When it comes to matching a large numer of images according to certain visual criteria, the number of iterations that need to be performed are likely to increase exponentially. So developing a fast matching algorithm is essential.
Depending on your choice of algorithm, making use of your processor’s SIMD extensions can be worthwhile.
In this scenario I was benchmarking a modified Euclidean matching algorithm against a set of 85.730 images of various sizes. Due to the exponential number of iterations, there are a total of 3,674,773,585 comparisons to be performed, as every image is matched against all remaining images. No need to explain why a fast matching algorithm is essential.
A standard C implementation would take about 20,000 clock cycles per iteration on my machine.
Using SSE intrinsics, this could be optimized to take less than 800 clock cycles per iteration on a smaller number of images. Once I tried to process more than a few thousand pictures at once, the same code would suddenly perform several times slower than before, taking around 1,000 cycles per iteration. Where was the catch? After changing allocation APIs to ensure that all data was aligned on 32 byte boundaries there was still no signifficant speed increase. Using SSE prefetching would not work either. The reason for the slowdown was in fact that the RGB data was scattered in memory, combined with other image specific data. This would result in a very inefficient use of the CPU’s internal caching, making it necessary to pull information from slow main memory more often than necessary.
Solution: Copy all the data used in the inner loop in a contiguous memory location. Then use the same algorithm to run against the contiguous data.
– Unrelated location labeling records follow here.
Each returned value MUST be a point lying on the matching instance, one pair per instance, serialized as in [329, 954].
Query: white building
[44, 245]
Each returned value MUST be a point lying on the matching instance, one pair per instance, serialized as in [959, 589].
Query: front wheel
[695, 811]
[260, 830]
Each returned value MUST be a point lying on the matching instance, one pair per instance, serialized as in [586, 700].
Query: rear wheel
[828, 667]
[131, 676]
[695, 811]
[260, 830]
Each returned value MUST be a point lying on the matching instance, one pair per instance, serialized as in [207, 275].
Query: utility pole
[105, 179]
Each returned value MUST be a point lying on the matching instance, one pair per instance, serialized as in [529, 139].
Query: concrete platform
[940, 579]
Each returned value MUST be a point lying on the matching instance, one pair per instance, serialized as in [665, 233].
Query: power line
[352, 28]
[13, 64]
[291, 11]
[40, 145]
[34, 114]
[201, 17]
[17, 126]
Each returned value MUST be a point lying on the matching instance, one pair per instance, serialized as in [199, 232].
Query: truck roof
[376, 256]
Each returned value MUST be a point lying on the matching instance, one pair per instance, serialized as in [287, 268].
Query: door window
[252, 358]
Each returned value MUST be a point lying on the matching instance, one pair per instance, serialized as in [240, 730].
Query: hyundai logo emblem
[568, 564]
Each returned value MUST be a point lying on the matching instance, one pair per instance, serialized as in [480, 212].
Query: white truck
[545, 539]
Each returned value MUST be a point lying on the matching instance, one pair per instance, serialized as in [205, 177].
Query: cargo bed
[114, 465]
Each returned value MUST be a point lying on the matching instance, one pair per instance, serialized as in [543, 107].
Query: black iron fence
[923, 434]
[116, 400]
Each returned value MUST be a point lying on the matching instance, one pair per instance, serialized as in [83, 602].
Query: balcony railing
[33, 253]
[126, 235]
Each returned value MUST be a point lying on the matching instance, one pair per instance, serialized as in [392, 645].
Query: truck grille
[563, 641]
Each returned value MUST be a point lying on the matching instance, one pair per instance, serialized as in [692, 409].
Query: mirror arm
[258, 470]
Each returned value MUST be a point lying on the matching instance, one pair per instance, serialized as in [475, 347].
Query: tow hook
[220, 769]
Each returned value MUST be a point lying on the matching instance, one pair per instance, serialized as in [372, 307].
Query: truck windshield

Performance increased by 580%. After unrolling the loop for a 4x4x3 matrix, we were down to an average of 58 ticks per iteration, comparing 85K images within just 66 seconds, that is roughly 5.4 GiB/second!
inline static DOUBLE CalcDifferenceSSE2Unrolled4x4x3( DATA* p1, DATA* p2 )
{
__m128i* pp1 = (__m128i*)p1->rgb_small;
__m128i* pp2 = (__m128i*)p2->rgb_small;
const DWORD RGB_BYTES = sizeof( p1->rgb_small ) / sizeof( *p1->rgb_small );
ATLASSERT( ( RGB_BYTES &; 15 ) == 0 ); // number of elements must be divisible by 16
ATLASSERT( ( (DWORD)pp1 & 15 ) == 0 ); // pointer must point to address multiple of 16 (cache line)
ATLASSERT( ( (DWORD)pp2 & 15 ) == 0 ); // pointer must point to address multiple of 16
__m128i b, c, d;
b = _mm_sad_epu8( pp1[ 0 ], pp2[ 0 ] );
c = _mm_sad_epu8( pp1[ 1 ], pp2[ 1 ] );
d = _mm_sad_epu8( pp1[ 2 ], pp2[ 2 ] );
__m128i a = _mm_setzero_si128();
a = _mm_add_epi64( a, b );
a = _mm_add_epi64( a, c );
a = _mm_add_epi64( a, d );
b = _mm_srli_si128 ( a, 8 );
DWORD dw = _mm_cvtsi128_si32( a ) + _mm_cvtsi128_si32( b );
return (DOUBLE)dw / ( RGB_BYTES * 0xFF );
}
When searching for duplicate images, alternate approaches should be used to eliminate potential duplicates before entering a one by one comparison like the above. Potential preselection criteria could be aspect ratio, dimensions, or colorspace.